Текущая страница: 6 (всего у книги 8 страниц)
– Нет, не нужно. А когда он будет, не подскажете?
– Его сегодня в офисе уже не будет. Он из дома работает. Тут у нас сегодня… шумно.
Воскресенский вздохнул. В трубке действительно слышался металлический лязг непонятного происхождения. Куда теперь девать чёртовы бумажки? Отдать вечером Максу?
– Он далеко от офиса живёт? Это Воскресенский, фотограф. Мне нужно ему документы передать.
– Нет, на машине минут десять. – И снова крик: – Найдём другую типографию! Пусть катятся к… Простите. Что вы спросили?
– Я спросил, какой адрес у Гартмана.
– Мира пять, а квартира… Свет, какая у Стаса квартира? Да знаю, что двухкомнатная. Номер какой?
Ви знал, какой номер она назовёт. Он мог бы не дожидаться ответа, он уже знал. Его почему-то бросило в жар.
– Квартира сто сорок пять.
Может быть, какая-то ошибка? Две бешеные тётки могли перепутать, поэтому он уточнил:
– Точно? У Максима Ларионова такой же адрес.
– Так он же с ним живёт, – бросила женщина, тут же переключившись на невидимую Свету: – Нет, не та бумага, эта отложена для…
Воскресенский опустил телефон.
Вот дурак! Старый дурак… Потянуло на молоденьких, на мальчишку, который ему чуть не в сыновья годится, на двадцатилетнюю модель. Конечно, его уже кто-то трахает. Будет он тебя дожидаться…
С чего он вообще взял, что у Максима никого нет. Никогда об этом речи не заходило? Не слышал? Да он вообще ничего о парне не знал… «Искренний, чистый, неискушённый». Сейчас все эти эпитеты, которыми он его наделил, звучали насмешкой, упрёком его собственной глупости. Разумеется, для него не было принципиально, был ли у Макса кто-то до него или нет, но знать, что он живёт с Гартманом – другое дело. За этим уже стояли отношения… или деньги. Спать со своим же агентом очень удобно и выгодно. Наверное… Будет тебя продвигать вовсю, может, комиссионные поменьше возьмёт. Хотя почему обязательно деньги? Может быть, у них действительно чувства, любовь. Разве не может такого быть? Да, но от встречи с ним Макс не отказался, хотя не мог не понимать, к чему дело идёт. Ещё бы! Известный фотограф, снимающий для «Vogue» и «Elle» – это круче, чем глава небольшого бизнеса в Сухозадрищенске. Какая может быть любовь, если такой шанс засветился на горизонте?

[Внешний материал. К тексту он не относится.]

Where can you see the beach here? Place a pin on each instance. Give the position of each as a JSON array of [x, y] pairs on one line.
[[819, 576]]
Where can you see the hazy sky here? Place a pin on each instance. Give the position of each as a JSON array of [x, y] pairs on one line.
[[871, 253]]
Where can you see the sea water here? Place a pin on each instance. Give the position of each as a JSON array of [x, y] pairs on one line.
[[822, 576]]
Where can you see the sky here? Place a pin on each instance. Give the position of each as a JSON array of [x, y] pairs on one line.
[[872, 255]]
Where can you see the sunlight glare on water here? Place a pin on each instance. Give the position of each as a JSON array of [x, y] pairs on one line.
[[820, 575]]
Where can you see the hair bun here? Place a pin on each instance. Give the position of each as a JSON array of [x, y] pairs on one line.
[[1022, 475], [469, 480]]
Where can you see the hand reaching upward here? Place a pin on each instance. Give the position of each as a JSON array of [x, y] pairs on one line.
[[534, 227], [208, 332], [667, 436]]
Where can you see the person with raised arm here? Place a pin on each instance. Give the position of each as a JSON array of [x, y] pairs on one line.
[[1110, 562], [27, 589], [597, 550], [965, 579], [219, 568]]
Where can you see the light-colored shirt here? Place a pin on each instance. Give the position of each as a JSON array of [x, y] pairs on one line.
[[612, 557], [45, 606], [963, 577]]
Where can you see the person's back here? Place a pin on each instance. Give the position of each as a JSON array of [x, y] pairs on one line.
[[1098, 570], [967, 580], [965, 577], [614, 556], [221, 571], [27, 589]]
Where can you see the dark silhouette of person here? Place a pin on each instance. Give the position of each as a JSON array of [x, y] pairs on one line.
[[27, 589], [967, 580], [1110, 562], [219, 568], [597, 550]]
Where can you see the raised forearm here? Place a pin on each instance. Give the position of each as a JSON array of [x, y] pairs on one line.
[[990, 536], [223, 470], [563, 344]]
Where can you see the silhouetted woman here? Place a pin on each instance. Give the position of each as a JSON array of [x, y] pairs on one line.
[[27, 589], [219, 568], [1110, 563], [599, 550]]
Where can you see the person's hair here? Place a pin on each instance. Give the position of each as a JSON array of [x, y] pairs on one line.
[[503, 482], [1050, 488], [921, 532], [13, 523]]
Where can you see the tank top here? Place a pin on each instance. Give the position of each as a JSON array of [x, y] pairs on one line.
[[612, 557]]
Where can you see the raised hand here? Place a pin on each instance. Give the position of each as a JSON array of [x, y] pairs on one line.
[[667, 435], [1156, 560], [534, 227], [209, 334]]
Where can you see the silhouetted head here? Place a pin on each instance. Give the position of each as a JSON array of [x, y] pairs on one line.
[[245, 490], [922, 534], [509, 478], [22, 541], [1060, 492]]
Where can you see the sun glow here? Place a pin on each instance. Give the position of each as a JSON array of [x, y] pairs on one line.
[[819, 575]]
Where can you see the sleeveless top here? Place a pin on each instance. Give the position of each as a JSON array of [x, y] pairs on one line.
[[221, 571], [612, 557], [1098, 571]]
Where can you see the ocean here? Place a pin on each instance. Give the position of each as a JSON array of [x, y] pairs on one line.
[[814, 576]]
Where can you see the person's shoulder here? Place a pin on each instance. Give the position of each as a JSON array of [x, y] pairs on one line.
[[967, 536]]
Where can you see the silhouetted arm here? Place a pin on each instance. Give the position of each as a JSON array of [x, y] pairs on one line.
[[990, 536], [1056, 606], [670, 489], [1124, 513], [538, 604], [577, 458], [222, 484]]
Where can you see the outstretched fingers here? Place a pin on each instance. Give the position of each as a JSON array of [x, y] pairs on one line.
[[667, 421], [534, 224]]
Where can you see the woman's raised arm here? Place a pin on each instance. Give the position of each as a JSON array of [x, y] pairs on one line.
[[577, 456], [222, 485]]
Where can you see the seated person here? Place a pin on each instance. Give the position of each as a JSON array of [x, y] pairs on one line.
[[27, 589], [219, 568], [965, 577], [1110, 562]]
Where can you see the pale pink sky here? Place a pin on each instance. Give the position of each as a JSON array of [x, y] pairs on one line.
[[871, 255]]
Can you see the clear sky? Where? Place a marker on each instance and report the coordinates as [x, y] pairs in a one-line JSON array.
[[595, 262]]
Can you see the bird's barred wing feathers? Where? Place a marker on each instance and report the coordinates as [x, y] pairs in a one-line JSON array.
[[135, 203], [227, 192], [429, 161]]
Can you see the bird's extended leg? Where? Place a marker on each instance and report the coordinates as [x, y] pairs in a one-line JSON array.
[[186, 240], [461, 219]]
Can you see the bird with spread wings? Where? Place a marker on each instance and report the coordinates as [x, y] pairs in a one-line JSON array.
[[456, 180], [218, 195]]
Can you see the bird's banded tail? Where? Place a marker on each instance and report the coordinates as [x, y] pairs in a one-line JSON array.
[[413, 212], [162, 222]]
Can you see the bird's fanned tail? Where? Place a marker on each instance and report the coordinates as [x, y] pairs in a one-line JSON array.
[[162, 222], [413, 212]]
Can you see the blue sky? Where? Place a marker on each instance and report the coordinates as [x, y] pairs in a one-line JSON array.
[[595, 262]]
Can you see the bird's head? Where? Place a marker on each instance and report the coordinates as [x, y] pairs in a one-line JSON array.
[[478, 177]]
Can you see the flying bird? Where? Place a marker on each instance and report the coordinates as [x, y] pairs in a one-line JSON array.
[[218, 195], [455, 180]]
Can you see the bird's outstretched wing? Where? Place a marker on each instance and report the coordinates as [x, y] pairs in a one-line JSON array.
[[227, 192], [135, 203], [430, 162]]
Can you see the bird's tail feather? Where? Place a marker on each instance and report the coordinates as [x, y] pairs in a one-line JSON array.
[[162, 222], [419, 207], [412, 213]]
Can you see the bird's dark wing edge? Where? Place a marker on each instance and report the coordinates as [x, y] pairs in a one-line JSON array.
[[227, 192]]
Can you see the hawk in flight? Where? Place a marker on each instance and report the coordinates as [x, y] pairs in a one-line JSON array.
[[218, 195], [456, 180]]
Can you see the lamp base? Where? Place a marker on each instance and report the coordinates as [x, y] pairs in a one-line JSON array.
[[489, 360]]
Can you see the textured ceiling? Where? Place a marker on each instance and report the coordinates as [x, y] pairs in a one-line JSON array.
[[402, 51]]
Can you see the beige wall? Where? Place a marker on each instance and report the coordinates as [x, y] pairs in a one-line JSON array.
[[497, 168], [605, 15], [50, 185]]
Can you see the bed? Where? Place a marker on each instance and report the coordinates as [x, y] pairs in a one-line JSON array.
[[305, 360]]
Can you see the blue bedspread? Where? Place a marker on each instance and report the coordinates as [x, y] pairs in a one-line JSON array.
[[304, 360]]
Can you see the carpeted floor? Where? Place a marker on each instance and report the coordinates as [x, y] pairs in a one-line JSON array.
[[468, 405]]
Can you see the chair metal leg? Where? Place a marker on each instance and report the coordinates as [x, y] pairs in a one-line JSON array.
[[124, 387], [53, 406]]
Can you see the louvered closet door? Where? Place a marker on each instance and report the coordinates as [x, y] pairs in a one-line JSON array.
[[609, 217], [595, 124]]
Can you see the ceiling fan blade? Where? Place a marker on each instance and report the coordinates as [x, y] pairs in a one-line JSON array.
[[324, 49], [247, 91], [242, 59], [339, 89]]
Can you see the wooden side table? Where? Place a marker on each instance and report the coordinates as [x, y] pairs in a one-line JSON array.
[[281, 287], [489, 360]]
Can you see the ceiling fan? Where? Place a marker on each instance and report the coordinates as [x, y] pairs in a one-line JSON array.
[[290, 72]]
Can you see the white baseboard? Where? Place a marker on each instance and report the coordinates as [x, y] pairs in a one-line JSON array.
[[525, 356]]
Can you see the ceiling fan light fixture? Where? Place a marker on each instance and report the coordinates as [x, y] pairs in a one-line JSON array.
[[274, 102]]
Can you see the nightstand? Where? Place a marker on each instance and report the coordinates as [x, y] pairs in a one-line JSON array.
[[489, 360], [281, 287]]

А он-то, он-то сам как попался! Уж в его-то возрасте, с его опытом можно было догадаться, понять. Напридумывал себе сказочных прекрасных мальчиков… И всё равно: смотреть, как этот созданный им трогательный и чистый образ падает в грязь, было больно. Воскресенскому стало горько и противно от всего этого. Чёртов городишко…
Он так и стоял возле машины с телефоном в руке. Ви взял файл с документами, сумку с фотоаппаратом и вошёл в здание гостиницы. Соня жила в соседнем с ним номере. Он заметил её машину на стоянке: видимо, она уже успела приехать сюда, пока он катал Макса да делал ему всякие предложения. Идиот! Ещё раз идиот!
Воскресенский постучал в дверь Сониной комнаты.
***
Макс пришёл в «Манхэттен» за полчаса до назначенного времени: занять столик получше и поуединённее, пока после окончания рабочего дня не набежал народ, и просто потому, что у него терпения не хватало ждать где-то ещё. Он практически сразу после окончания консультации сюда помчался.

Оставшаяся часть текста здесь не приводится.